Pay Yourself First: On Money, Communication, and the Art of Staying Afloat


“I can’t save. There’s simply nothing left at the end of the month.”
If this sounds familiar, it’s because it is. I’ve said it myself. Many times. And for a long while, I believed it to be true.
The mistake, I later learned, wasn’t a lack of discipline or ambition. It was a misunderstanding of order. I had been paying everyone else first—landlords, companies, institutions, expectations—and leaving myself for last. By the time I arrived at the end of the month, there was nothing left to arrive with.
“Pay yourself first” is one of those phrases that sounds suspiciously like advice meant for people with comfortable salaries and spare margins. It can feel detached from reality, especially if your income is average and your fixed costs are anything but forgiving.
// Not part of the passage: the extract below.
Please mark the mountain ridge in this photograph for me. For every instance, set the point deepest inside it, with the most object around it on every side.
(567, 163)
Bills must be paid. Rent does not negotiate itself. Children need food. Life, quite reasonably, insists on being funded.
I agree with all of that.
But here is the part we rarely examine: order is communication. And communication, whether in leadership, management, or personal finance, is an art.
After my separation, I moved out with my child and very little else. During my marriage, I had worked part-time and invested most of what I earned into our family. I had no significant savings, no safety net waiting for me in the background. When I asked my former partner for support, the answer was brief and definitive: I would have to manage on my own.
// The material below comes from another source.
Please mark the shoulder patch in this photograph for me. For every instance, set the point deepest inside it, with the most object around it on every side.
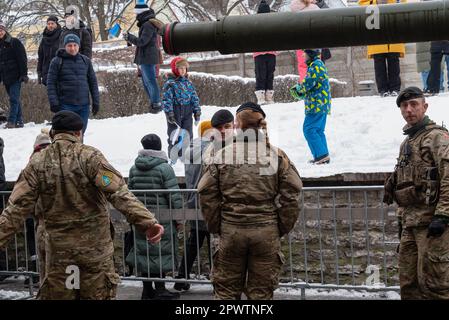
(106, 178)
And so I did. Pride played its part.
At first, it worked surprisingly well. On a very average Swiss salary, I calculated my fixed costs carefully and allowed myself a modest monthly amount—around five to six hundred francs—for food, transport, and everything else. Some months it worked. Some months it didn’t. The rest, I set aside immediately, even before creditors began to take their share. A portion went into savings. A portion into small investments.
I didn’t deprive myself entirely. I rewarded myself when it made sense. That part matters more than most advice acknowledges. Taking care of yourself along the way is not optional. You deserve to feel good, especially when you are the one carrying the weight and doing the work on your own. Everything else is secondary.
And slowly, a cushion formed.
Then life did what it always does. I lost my job. Two months of unemployment followed. Then a new position, limited to six months. No extension. Depression crept in quietly, as it often does, disguised as exhaustion. Another stretch of unemployment followed—nine months this time—while the bills continued to arrive with impeccable punctuality.
During this period, I had also launched my magazine and invested a significant amount of what I had saved. Looking back, I am deeply grateful that I did. The money disappeared faster than I would have liked. The sense of security went with it.
I was anxious in ways that occupied both my days and my nights.
At some point, something shifted in me. Not in a dramatic way. More like resignation giving way to clarity. I realised I had two choices: spiral inward, or act intelligently within my constraints.
Around that time, I listened to an audiobook by Grant Cardone, Be Obsessed or Be Average. His story—growing up with very little, driven less by comfort than by survival—felt uncomfortably familiar.
What struck me wasn’t the bravado, but a recurring theme: he spoke openly about investing aggressively, often before circumstances looked “safe.” He talked about paying himself first, sometimes even before rent was due, and relying on communication to bridge the gap.
It sounded absurd. Irresponsible, even. And yet, there was something undeniably human about it.
I had never missed a rent payment. Not once. No tax debts. No serious liabilities. (A brief aside: never create tax debt. Truly. This is a hill worth dying on, but pay your taxes.)
Then one month, an urgent bill arrived—equal in size to my rent—and I waited until the final reminder. I knew exactly what would happen if I didn’t act. So I paid it.
There was nothing left for the rent.
I sat with that reality longer than I care to admit. And then I did the one thing most of us avoid at all costs: I called my landlord.
I explained the situation. Honestly, though not exhaustively. He was not pleased. He was, in fact, visibly irritated. But because I had never been late before, he agreed—begrudgingly—to let me pay the accrued rent the following month.
It worked.
The month was saved by a willingness to communicate.
This is not advice for everyone. It is not a template. It is a reflection born from constraint.
What I learned is simple, though not easy:
Money management is, at its core, a leadership exercise. It asks you to negotiate, to communicate under pressure, to take responsibility without pretending control where there is none.
When you learn to speak about money—clearly, without shame—something else returns as well: inner peace. And with it, confidence. And with confidence, better decisions and finally a better life.
Over time, this practice does more than stabilize your finances. It trains your communication skills, your emotional intelligence, and your ability to lead—not just teams or companies, but yourself first.
And that is how you move to a different level.